Denn die Resultate der Studie könnten auch genau umgekehrt interpretiert werden, nämlich als Hinweis auf die Konvergenztheorie. Laut dieser sind Spezies gezwungen, gewisse Entwicklungen durchzumachen, um ihr Überleben zu sichern. Beispielsweise haben viele Fische einen ähnlichen, stromlinienförmigen Körperbau, um besser und schneller schwimmen zu können. «Und auch zwischen Fledermäusen und Störchen gibt es gewisse Ähnlichkeiten im Bau der Flügel, obwohl sie evolutionär gesehen nicht sehr nahe verwandt sind», sagt Andrea Grill.

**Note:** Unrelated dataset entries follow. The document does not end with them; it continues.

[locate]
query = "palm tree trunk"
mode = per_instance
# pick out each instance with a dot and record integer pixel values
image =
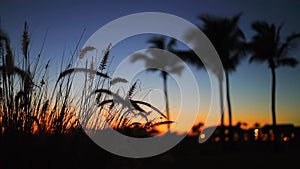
(228, 104)
(221, 110)
(164, 75)
(273, 102)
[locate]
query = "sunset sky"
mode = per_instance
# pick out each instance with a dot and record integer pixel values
(250, 84)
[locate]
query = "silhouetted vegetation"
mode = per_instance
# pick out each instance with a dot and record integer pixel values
(47, 125)
(267, 46)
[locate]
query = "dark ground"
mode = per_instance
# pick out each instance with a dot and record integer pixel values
(80, 152)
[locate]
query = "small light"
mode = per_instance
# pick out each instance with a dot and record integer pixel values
(202, 136)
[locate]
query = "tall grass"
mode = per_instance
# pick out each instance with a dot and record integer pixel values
(29, 106)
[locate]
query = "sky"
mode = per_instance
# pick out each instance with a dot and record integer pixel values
(65, 21)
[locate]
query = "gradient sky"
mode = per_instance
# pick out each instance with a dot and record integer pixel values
(250, 84)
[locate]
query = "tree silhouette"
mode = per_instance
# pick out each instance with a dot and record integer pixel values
(267, 46)
(228, 40)
(164, 65)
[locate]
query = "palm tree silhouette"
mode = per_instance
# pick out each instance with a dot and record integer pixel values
(164, 65)
(267, 46)
(228, 40)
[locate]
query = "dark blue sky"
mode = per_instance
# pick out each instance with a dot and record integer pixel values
(65, 21)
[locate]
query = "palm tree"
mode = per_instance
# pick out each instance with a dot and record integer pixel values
(267, 46)
(228, 40)
(162, 64)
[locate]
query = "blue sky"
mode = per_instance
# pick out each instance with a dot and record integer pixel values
(250, 84)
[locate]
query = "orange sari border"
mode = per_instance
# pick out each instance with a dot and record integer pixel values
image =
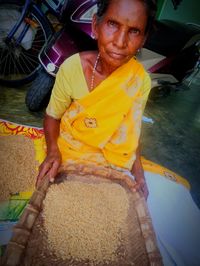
(10, 128)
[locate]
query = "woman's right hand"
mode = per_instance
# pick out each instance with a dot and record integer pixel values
(49, 166)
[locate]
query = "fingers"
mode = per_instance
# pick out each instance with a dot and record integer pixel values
(54, 170)
(43, 170)
(141, 187)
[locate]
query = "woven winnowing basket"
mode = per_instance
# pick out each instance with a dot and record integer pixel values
(28, 245)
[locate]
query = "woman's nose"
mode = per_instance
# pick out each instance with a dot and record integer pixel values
(120, 39)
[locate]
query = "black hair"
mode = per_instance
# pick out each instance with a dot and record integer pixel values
(151, 8)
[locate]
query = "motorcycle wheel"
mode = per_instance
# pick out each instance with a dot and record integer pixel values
(19, 62)
(39, 92)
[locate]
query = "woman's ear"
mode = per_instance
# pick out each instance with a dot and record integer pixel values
(94, 33)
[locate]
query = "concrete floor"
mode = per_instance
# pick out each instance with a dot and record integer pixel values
(173, 140)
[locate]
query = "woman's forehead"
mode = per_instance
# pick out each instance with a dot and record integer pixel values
(129, 10)
(126, 7)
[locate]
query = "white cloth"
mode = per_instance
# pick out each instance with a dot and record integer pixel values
(176, 221)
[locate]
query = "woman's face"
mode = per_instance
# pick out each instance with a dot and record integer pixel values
(121, 31)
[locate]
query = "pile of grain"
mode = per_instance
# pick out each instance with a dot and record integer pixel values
(85, 221)
(18, 168)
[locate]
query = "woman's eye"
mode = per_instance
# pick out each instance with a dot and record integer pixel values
(134, 31)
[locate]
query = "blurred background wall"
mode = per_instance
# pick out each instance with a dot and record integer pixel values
(186, 10)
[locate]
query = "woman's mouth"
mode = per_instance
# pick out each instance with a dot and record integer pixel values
(117, 56)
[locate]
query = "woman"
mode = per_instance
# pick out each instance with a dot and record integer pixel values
(95, 112)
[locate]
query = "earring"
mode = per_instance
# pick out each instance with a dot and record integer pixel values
(93, 36)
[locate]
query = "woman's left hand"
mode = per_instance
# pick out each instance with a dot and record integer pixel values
(141, 187)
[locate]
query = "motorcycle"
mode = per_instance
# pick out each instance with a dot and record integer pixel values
(170, 54)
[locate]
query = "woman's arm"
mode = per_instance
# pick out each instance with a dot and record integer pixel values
(138, 172)
(53, 159)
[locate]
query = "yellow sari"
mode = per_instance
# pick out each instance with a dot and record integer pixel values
(104, 126)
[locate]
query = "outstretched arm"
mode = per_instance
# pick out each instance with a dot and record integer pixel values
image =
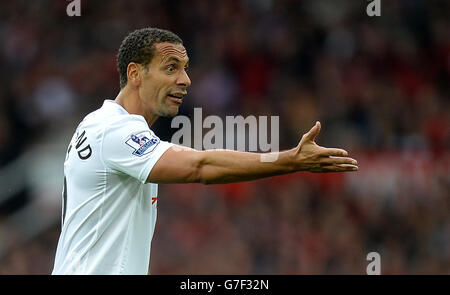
(184, 165)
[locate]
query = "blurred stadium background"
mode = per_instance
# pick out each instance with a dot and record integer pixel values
(379, 85)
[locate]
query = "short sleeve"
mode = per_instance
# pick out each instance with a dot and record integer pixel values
(132, 148)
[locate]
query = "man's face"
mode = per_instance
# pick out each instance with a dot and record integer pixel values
(165, 82)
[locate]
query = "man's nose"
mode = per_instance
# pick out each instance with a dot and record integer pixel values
(184, 80)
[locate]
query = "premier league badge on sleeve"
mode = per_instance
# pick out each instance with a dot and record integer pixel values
(142, 143)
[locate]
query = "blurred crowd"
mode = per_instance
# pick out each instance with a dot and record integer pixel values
(379, 86)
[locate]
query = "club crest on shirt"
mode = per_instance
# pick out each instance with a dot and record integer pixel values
(142, 143)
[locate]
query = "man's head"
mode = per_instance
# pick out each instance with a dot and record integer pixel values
(153, 62)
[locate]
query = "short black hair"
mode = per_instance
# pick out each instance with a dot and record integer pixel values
(138, 47)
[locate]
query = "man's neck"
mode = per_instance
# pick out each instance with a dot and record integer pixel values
(130, 101)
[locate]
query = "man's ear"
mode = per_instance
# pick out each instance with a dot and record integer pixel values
(134, 74)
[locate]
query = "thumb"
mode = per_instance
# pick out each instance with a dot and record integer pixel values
(312, 133)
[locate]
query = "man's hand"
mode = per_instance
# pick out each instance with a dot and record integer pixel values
(182, 165)
(311, 157)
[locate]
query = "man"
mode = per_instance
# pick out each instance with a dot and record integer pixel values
(115, 161)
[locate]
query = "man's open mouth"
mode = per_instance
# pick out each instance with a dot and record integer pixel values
(176, 95)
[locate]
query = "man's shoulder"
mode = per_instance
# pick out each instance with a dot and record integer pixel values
(110, 117)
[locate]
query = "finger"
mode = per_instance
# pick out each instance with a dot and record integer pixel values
(337, 168)
(333, 152)
(312, 133)
(338, 160)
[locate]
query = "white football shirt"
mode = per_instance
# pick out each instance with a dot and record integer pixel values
(109, 212)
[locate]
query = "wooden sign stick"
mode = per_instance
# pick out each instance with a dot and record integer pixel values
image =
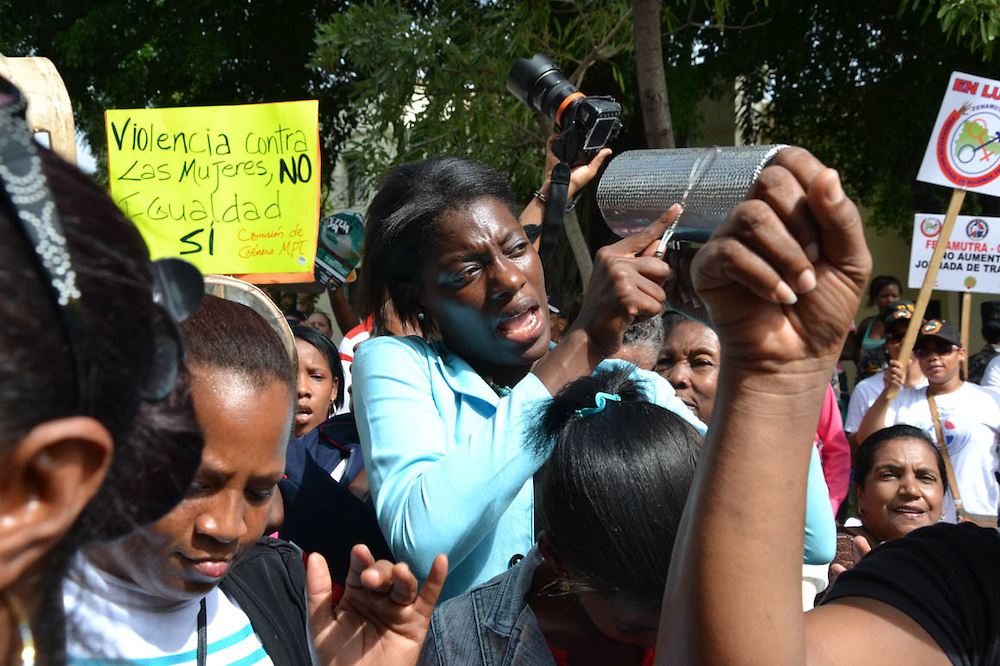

Im Fall der Schmetterlinge würde das bedeuten, dass Heliconius von Anfang an gar keine andere Wahl hatte, als dieses spezifische Flügelmuster zu entwickeln. Die Konvergenztheorie sage also, dass gewisse Entwicklungen zwangsläufig zustande kommen mussten, und deshalb auf verschiedenen Wegen entstanden sind.

Laut Grill schlagen die Studienautoren einen Mittelweg zwischen den beiden Theorien ein. «Nämlich, dass Lebewesen unter Adaptationsdruck schon gewisse ähnliche Baupläne entwickeln, aber die Wege dahin verschieden sein können, also der Zufall eine beträchtliche Rolle spielt.»